Friday, February 04, 2005

Tiny Ants

Sometimes I feel like a little ant in the grand scheme of things. I am scurrying around trying to fill my life with things and at any moment I could be squashed by a big shoe or worse yet burnt up by a huge magnifying glass.
I think about this a lot when I work for my Dad. Here we are putting a new road or bridge in, taking load ofter load of dirt out and bringing load after load of rock and sand in.
Sometimes it seems very, very pointless.
Does God just shake His head as we scurry around moving piles of Eath from one location to another and then in a few years do it again.
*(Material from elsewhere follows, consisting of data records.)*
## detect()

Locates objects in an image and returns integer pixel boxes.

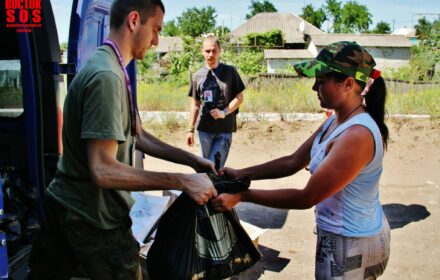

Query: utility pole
[230,14,232,32]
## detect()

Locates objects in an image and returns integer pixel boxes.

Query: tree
[324,0,342,32]
[136,51,157,77]
[162,20,179,36]
[431,19,440,49]
[177,6,217,37]
[60,42,68,50]
[415,17,433,41]
[213,26,231,38]
[372,21,391,34]
[300,4,327,29]
[245,0,277,20]
[245,29,284,47]
[340,1,372,33]
[412,18,440,80]
[168,37,203,76]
I also think about how precious time has become the older I get. Do I want to work so many hours of my life to pay for one item. Is it really worth that?
So many things just seem futile, like I am just spinning my wheels, wasting my time. I know some things are neccesary, but when I clean or do laundry, it is just going to get dirty again.
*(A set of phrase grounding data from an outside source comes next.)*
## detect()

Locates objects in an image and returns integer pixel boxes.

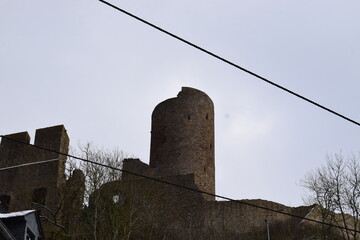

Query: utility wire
[98,0,360,127]
[0,158,59,172]
[1,134,359,234]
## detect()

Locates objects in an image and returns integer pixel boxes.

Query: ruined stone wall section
[0,125,69,212]
[150,87,215,200]
[0,132,31,168]
[201,199,311,237]
[122,158,156,182]
[34,125,69,187]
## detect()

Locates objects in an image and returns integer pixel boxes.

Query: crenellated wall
[0,125,84,239]
[0,125,69,212]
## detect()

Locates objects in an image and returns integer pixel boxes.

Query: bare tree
[73,143,126,203]
[302,152,360,240]
[66,142,146,240]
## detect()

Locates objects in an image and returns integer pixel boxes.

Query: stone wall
[114,157,315,239]
[0,125,69,212]
[0,88,320,239]
[0,125,84,239]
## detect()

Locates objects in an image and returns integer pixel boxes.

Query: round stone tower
[150,87,215,200]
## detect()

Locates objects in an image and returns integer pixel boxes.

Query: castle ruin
[0,87,323,239]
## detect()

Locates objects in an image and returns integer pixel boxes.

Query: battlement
[0,125,69,168]
[0,131,30,146]
[34,125,69,152]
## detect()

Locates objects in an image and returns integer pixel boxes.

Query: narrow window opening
[33,188,47,206]
[161,128,167,143]
[188,114,191,120]
[210,144,212,149]
[0,195,11,211]
[206,113,209,120]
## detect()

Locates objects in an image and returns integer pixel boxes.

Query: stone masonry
[0,125,84,239]
[150,87,215,200]
[0,87,324,239]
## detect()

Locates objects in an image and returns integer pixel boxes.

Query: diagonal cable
[1,134,359,234]
[98,0,360,127]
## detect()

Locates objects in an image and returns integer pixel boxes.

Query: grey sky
[1,0,359,206]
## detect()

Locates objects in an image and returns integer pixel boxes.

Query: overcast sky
[1,0,359,207]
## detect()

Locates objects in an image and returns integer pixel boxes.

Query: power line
[98,0,360,128]
[1,135,359,234]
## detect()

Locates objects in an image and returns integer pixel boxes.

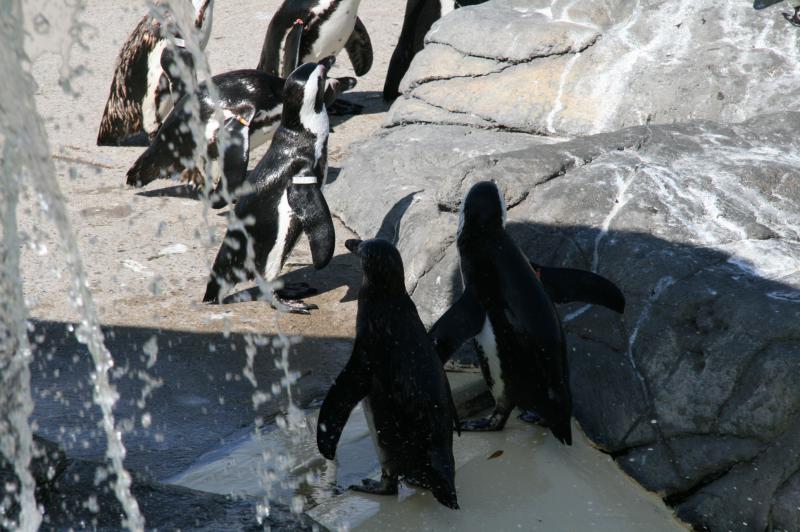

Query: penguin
[783,6,800,25]
[257,0,373,114]
[383,0,488,101]
[317,238,459,509]
[428,181,573,442]
[97,0,214,146]
[125,69,356,200]
[753,0,783,9]
[202,58,336,313]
I will be the first to admit I can be a neat freak so cleanliness is important, but geesh, can it stay clean for more than five minutes.
I guess I just need help to focus more on the things that will last. Sometimes I just imagine that this world is burnt up, gone. Have I invested only in things that are now smoldering charcoal or are there some lasting things that have gone through the fire? I pray I have invested in lasting things and not wasted my life on a bunch of firewood.